Jakarta, Aktual.co —Sekretaris Dirjen Perhubungan Udara Djoko Murdjatmodjo sebelumnya mengatakan pembahasan terkait penyatuan pajak bandara dengan tiket telah dibahas sejak sekita enam bulan lalu, namun kembali mundur.
“Itu sudah lama, enam bulan yang lalu kita kumpulkan semua airline dengan AP. Sekarang kita sudah menginstruksikan, jadi tinggal B to B antara AP dengan airlines,” katanya kepada wartawan, Selasa (9/12).
Menteri perhubungan Ignasius Jonan akan memaksa bagi setiap maskapai untuk menerapkan pajak bandara dalam tiket sebagai implementasi standar pelayanan minimum kepada penumpang.

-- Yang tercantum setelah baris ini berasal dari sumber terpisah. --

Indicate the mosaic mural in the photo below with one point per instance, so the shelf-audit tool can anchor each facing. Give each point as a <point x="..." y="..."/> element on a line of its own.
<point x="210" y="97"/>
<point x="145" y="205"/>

“Mau enggak mau ya harus mau, masa kalah sama KRL (kereta commuter line), kalau enggak mau ya dipaksa,” katanya.
Ketua Umum Perhimpunan Perusahaan Penerbangan Sipil Indonesia (Inaca) Arif Wibowo menyepakati pemberlakuan pajak bandara harus sesuai dengan standar Iata.
“PSC (pajak bandara), sepakat ada tiga hal, yang pertama itu harus standar IATA karena yang terbang ke bandara kita tidak hanya domestik, maskapai luar juga seperti Singapore Airline,” katanya.
Namun, dia mengatakan terdapat sejumlah hal yang masih dibahas, yakni terkait pembayaran, apabila mengacu standar IATA, pajak disetorkan kepada AP I dan II dalam jangka waktu tiga minggu.
“Ini yang harus disepakati dulu, kami harus bertemu Pak Dirjen Perhubungan Udara untuk disepakati berapa hari idealnya,” katanya.
Ketiga, untuk bandara unit pelaksana teknis (UPT), diberlakukan pembelian tiket oleh maskapai yang akan dibayarkan oleh penumpang pada saat “check-in”.
Pasalnya, lanjut dia, pajak bandara di bandara UPT masuk ke dalam PNBP yang harus disetor ke dalam kas negara 1×24 jam, apabila tidak, maka diindikasikan bentuk pidana korupsi.
Sementara, pajak bandara bukan UPT artinya dikelola oleh Angkasa Pura I dan II, memiliki mekanisme berbeda, penyerahan pajak tersebut tidak masuk ke dalam PNBP, jadi batas waktu penyerahan pajak kepada pengelola tergantung kesepakatan, tidak harus 1×24 jam.